The angel, with hands gently raised before his breast, spoke to Mary. I saw the words like letters of glittering light issuing from his lips. Mary replied, but without looking up. Then the angel again spoke and Mary, as if in obedience to his command, raised her veil a little, glanced at him, and said, ‘Behold the handmaid of the Lord. May it be done unto me according to thy word!’ I saw her now in deeper ecstasy. The ceiling of the room vanished, and over the house appeared a luminous cloud with a pathway of light leading up from it to the opened heavens. Far up in the source of this light, I beheld a vision of the Most Holy Trinity. It was like a triangle of glory, and I thought that I saw therein the Father, the Son, and the Holy Ghost.

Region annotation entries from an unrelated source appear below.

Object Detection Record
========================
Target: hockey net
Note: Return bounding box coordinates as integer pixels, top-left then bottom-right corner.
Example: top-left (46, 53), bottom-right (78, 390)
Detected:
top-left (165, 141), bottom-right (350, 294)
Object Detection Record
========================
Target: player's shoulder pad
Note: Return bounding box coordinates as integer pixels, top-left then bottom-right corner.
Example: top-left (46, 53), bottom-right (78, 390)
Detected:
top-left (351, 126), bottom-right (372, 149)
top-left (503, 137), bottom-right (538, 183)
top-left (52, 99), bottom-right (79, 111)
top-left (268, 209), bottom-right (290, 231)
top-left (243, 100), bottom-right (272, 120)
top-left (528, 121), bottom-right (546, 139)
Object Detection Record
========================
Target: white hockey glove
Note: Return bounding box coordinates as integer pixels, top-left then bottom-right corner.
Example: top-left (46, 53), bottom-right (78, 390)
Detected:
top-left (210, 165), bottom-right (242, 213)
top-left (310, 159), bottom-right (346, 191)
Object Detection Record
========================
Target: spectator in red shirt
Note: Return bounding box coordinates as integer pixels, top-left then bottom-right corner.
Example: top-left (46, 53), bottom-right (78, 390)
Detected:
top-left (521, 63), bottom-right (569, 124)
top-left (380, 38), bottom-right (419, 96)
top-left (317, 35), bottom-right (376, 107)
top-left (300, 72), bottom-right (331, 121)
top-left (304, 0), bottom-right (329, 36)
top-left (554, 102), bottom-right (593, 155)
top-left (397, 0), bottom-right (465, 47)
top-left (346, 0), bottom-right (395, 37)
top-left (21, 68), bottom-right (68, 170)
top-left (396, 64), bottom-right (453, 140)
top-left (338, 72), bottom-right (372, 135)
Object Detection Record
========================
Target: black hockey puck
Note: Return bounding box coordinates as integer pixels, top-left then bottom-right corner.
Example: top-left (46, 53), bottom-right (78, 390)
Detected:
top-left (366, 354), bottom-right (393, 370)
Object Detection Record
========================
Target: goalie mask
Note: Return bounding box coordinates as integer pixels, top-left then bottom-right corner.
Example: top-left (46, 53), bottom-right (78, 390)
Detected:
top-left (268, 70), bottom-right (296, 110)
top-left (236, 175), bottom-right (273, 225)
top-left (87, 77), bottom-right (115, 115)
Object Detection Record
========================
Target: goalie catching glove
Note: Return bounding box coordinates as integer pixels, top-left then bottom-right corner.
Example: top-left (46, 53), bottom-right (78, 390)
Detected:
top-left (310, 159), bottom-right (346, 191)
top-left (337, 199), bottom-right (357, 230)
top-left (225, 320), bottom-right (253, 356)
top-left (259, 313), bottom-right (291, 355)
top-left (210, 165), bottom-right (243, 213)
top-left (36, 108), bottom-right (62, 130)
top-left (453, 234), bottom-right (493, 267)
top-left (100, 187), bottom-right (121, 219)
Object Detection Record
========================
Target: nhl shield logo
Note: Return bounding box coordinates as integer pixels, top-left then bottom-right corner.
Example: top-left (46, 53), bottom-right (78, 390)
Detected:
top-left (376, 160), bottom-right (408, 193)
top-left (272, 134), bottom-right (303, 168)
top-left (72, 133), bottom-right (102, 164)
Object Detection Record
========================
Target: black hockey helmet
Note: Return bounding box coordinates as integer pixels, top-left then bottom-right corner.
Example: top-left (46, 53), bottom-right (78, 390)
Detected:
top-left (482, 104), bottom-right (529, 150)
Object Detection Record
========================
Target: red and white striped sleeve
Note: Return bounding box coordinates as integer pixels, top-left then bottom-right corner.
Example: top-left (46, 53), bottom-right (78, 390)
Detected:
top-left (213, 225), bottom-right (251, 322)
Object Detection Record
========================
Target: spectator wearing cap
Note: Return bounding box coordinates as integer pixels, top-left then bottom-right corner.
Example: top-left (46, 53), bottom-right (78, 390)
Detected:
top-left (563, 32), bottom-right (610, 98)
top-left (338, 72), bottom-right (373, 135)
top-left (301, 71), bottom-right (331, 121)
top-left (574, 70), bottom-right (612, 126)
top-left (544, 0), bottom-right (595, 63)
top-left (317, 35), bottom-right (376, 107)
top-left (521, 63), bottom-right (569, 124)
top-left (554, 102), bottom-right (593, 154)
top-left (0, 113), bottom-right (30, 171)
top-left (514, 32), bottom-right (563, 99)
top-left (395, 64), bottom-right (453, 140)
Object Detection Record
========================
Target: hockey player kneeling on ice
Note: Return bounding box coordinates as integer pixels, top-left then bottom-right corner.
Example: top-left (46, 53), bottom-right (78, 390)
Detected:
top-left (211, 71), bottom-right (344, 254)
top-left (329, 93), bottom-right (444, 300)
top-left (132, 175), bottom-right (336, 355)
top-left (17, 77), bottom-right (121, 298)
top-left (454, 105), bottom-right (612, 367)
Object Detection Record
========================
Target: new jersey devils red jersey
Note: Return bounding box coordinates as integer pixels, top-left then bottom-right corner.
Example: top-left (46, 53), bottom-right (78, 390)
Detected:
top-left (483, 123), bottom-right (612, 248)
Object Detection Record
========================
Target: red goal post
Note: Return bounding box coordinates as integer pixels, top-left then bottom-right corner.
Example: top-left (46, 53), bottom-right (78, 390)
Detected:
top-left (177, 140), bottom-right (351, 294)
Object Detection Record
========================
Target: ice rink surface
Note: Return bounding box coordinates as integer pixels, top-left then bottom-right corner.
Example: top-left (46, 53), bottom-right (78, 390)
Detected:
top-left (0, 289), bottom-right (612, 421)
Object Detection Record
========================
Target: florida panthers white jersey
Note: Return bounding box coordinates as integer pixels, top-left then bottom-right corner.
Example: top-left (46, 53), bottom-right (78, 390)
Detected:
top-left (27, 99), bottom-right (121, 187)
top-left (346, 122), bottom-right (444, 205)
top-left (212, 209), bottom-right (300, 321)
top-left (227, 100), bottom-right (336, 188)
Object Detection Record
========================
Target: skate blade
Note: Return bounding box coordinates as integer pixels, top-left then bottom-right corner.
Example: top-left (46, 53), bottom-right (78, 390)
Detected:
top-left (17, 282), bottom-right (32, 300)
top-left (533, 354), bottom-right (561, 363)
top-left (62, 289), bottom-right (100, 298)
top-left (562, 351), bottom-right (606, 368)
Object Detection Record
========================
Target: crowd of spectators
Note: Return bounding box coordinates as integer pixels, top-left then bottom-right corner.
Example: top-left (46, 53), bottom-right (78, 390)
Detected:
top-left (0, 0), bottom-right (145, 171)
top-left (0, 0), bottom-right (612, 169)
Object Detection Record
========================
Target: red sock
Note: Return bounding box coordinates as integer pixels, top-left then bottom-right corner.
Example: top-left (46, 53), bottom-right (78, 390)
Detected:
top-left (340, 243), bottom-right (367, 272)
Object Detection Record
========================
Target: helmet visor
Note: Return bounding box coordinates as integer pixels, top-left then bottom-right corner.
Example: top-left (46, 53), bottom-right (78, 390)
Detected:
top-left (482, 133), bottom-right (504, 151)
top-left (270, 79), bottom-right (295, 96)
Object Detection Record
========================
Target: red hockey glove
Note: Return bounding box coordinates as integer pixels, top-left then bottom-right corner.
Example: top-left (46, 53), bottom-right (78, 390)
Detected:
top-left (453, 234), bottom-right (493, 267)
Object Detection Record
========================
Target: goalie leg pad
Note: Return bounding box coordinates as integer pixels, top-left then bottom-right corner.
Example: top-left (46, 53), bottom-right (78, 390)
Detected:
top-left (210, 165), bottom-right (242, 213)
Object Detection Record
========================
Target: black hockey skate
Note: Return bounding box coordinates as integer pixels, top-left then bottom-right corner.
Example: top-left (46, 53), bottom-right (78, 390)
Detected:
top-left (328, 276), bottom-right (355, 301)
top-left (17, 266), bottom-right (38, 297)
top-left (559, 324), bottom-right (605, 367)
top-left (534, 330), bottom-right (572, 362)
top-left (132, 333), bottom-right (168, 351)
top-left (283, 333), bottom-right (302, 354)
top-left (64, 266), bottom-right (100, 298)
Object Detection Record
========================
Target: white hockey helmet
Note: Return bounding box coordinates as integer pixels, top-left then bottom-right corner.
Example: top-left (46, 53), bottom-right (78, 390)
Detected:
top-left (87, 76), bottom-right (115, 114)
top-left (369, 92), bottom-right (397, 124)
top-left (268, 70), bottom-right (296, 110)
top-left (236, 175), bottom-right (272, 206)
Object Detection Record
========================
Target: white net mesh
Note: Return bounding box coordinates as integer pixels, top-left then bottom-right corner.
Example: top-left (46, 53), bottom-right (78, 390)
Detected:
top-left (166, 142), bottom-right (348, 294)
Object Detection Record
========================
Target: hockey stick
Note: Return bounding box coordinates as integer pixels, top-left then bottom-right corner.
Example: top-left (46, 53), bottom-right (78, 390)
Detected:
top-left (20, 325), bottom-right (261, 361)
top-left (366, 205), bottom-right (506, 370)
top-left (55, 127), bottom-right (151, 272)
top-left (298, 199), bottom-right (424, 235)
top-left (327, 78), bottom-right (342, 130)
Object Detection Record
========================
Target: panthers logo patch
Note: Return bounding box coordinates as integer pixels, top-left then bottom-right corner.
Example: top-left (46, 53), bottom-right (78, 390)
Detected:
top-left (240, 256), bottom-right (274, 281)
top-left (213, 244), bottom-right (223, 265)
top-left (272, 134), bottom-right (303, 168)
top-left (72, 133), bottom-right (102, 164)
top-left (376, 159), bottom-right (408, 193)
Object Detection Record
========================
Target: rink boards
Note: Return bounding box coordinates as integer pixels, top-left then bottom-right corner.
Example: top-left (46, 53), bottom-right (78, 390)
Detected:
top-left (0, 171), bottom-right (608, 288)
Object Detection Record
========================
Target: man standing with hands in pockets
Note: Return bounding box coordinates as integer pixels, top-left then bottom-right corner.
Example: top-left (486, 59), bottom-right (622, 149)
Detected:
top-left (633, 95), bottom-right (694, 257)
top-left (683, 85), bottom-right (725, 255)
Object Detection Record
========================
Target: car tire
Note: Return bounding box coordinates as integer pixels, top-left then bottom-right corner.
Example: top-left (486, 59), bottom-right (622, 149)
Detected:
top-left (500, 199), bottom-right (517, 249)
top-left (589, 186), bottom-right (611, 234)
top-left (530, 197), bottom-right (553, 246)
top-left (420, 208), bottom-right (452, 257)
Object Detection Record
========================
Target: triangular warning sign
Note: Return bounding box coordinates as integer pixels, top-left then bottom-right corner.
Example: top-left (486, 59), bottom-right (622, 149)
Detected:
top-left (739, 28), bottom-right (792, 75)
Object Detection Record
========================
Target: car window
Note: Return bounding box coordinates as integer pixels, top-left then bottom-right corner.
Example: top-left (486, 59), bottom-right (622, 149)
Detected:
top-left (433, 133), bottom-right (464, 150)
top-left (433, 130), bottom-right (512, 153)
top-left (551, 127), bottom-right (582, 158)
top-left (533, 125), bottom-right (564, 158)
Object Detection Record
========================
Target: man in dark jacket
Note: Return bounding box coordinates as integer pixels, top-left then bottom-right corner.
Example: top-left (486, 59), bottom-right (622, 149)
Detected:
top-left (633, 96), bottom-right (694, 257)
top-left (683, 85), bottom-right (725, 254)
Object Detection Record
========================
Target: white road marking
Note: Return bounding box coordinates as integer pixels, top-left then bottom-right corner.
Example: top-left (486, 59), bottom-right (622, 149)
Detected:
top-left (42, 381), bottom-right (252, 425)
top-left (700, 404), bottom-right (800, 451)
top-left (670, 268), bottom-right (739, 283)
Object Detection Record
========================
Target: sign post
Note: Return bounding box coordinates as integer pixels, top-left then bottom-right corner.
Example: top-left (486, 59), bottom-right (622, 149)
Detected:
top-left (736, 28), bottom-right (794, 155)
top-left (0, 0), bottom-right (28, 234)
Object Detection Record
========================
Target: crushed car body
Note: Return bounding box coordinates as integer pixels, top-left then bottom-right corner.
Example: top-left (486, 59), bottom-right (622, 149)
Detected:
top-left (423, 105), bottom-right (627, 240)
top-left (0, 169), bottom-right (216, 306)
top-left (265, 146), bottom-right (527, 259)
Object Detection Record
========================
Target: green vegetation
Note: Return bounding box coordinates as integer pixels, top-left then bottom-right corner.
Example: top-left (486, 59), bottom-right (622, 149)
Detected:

As Mary uttered the words: ‘May it be done unto me according to thy word!’ I saw an apparition of the Holy Ghost. The countenance was human and the whole apparition environed by dazzling splendor, as if surrounded by wings. From the breast and hands, I saw issuing three streams of light. They penetrated the right side of the Blessed Virgin and united into one under her heart. At that instant Mary became perfectly transparent and luminous. It was as if opacity disappeared like darkness before that flood of light.
While the angel and with him the streams of glory vanished, I saw down the path of light that led up to Heaven, showers of half-blown roses and tiny green leaves falling upon Mary. She, entirely absorbed in self, saw in herself the Incarnate Son of God, a tiny, human form of light with all the members, even to the little fingers perfect.”
The Annunciation has often been a great preoccupation of Christian artists throughout history, because it is the moment when God became man, when the God-man savior entered the world to redeem it. It was the moment of the Incarnation, which changed history forever. How privileged was Bl. Anne Catherine to witness one of the most important moments in world history!
Bl. Anne Catherine Emmerich continues to inspire today, both through her great holiness in suffering and through her recorded visions of Jesus and His Mother.